Accepting Command Line Arguments

Let’s create a new project with, as always, cargo new. We’ll call our project minigrep to distinguish it from the grep tool that you might already have on your system.

  1. $ cargo new minigrep
  2. Created binary (application) `minigrep` project
  3. $ cd minigrep

The first task is to make minigrep accept its two command line arguments: the file path and a string to search for. That is, we want to be able to run our program with cargo run, two hyphens to indicate the following arguments are for our program rather than for cargo, a string to search for, and a path to a file to search in, like so:

  1. $ cargo run -- searchstring example-filename.txt

Right now, the program generated by cargo new cannot process arguments we give it. Some existing libraries on crates.io can help with writing a program that accepts command line arguments, but because you’re just learning this concept, let’s implement this capability ourselves.

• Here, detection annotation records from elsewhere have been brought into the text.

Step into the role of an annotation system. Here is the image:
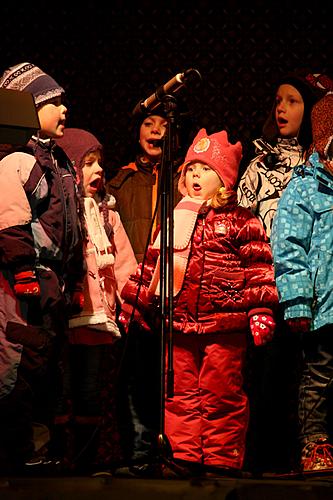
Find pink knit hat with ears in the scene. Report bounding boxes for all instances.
[178,128,242,196]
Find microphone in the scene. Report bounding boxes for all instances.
[132,68,201,116]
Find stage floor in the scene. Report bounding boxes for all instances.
[0,476,333,500]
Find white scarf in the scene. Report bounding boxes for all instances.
[84,198,114,269]
[149,196,206,297]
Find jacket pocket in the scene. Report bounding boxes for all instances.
[210,271,245,310]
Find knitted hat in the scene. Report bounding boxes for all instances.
[55,128,102,186]
[178,128,242,196]
[311,92,333,161]
[0,62,65,106]
[262,71,324,148]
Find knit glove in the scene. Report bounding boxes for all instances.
[14,270,40,299]
[286,318,311,333]
[71,290,84,314]
[118,302,150,333]
[250,313,275,345]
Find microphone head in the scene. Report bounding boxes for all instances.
[182,68,202,86]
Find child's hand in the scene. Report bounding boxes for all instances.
[14,270,40,299]
[286,318,311,333]
[250,314,275,345]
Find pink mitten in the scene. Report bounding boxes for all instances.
[250,313,275,345]
[14,270,40,299]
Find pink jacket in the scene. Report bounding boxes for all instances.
[69,205,137,344]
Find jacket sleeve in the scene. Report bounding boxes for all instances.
[238,210,278,315]
[0,153,36,272]
[121,242,159,313]
[271,178,314,319]
[109,211,138,294]
[237,156,261,214]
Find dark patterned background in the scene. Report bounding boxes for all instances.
[0,1,332,178]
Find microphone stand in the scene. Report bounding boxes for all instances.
[154,95,184,475]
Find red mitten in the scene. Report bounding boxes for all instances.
[286,318,311,333]
[118,302,150,333]
[71,290,84,314]
[250,313,275,345]
[14,270,40,299]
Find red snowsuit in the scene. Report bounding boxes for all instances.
[122,198,278,469]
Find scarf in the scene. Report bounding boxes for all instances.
[149,196,206,297]
[84,198,114,269]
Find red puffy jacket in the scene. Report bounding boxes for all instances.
[122,201,278,334]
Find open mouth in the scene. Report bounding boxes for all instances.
[278,117,288,125]
[147,139,163,148]
[89,179,101,189]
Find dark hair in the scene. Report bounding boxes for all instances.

Reading the Argument Values

To enable minigrep to read the values of command line arguments we pass to it, we’ll need the std::env::args function provided in Rust’s standard library. This function returns an iterator of the command line arguments passed to minigrep. We’ll cover iterators fully in Chapter 13. For now, you only need to know two details about iterators: iterators produce a series of values, and we can call the collect method on an iterator to turn it into a collection, such as a vector, that contains all the elements the iterator produces.

The code in Listing 12-1 allows your minigrep program to read any command line arguments passed to it and then collect the values into a vector.

Filename: src/main.rs

  1. use std::env;
  2. fn main() {
  3. let args: Vec<String> = env::args().collect();
  4. dbg!(args);
  5. }

Listing 12-1: Collecting the command line arguments into a vector and printing them

First, we bring the std::env module into scope with a use statement so we can use its args function. Notice that the std::env::args function is nested in two levels of modules. As we discussed in Chapter 7, in cases where the desired function is nested in more than one module, we’ve chosen to bring the parent module into scope rather than the function. By doing so, we can easily use other functions from std::env. It’s also less ambiguous than adding use std::env::args and then calling the function with just args, because args might easily be mistaken for a function that’s defined in the current module.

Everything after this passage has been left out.